The defense has been so dominant, the Jaguars haven't been life-and-death down the stretch nearly as much as they could be. They've even worked their way around running back Leonard Fournette's wear-and-tear injuries and the absence of wide receiver Allen Robinson all season. Campbell's touchdown was the defense's fifth this season. Bortles, then, hasn't had to be good. And he hasn't.

It's fairly easy to break it down by the numbers. The Jaguars have won all five games in which he has not thrown an interception. He has now thrown one in each of their four losses. Twice this season he has been picked twice in a game … the win over the Chargers, and a 37-16 Week 2 beating by the Titans at home (when he had three total turnovers), the game that now has Tennessee in first in the division because of the tiebreaker.
And the signature win of the season (arguably), the 30-9 rout of the Steelers in Week 5, when the Jaguars picked off Ben Roethlisberger five times? Bortles only threw 14 passes.

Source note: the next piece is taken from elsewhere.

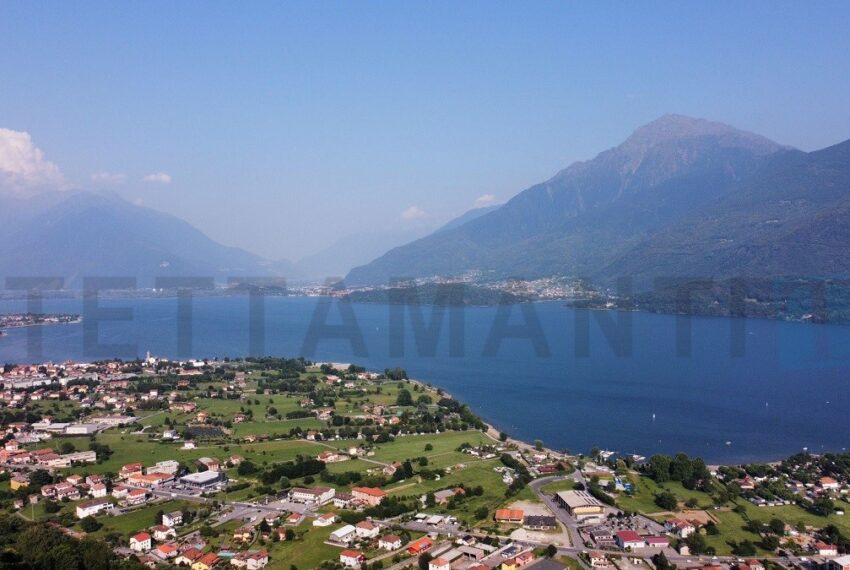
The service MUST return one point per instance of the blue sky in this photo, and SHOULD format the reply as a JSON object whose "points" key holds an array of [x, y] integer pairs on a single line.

So as the Jaguars started to establish their identity over the past month, the perception grew that Bortles was handling his business well, staying out of the way, moving the chains, not wasting that defensive effort.

That perception didn't exactly get blown up in Arizona. Things just returned more to normal. Bortles avoided being a liability, until he couldn't avoid it anymore.

If it takes 57-yard field goals to beat the Jaguars, they probably can accept that. Knowing what Bortles can and can't do, they don't have much choice in the matter.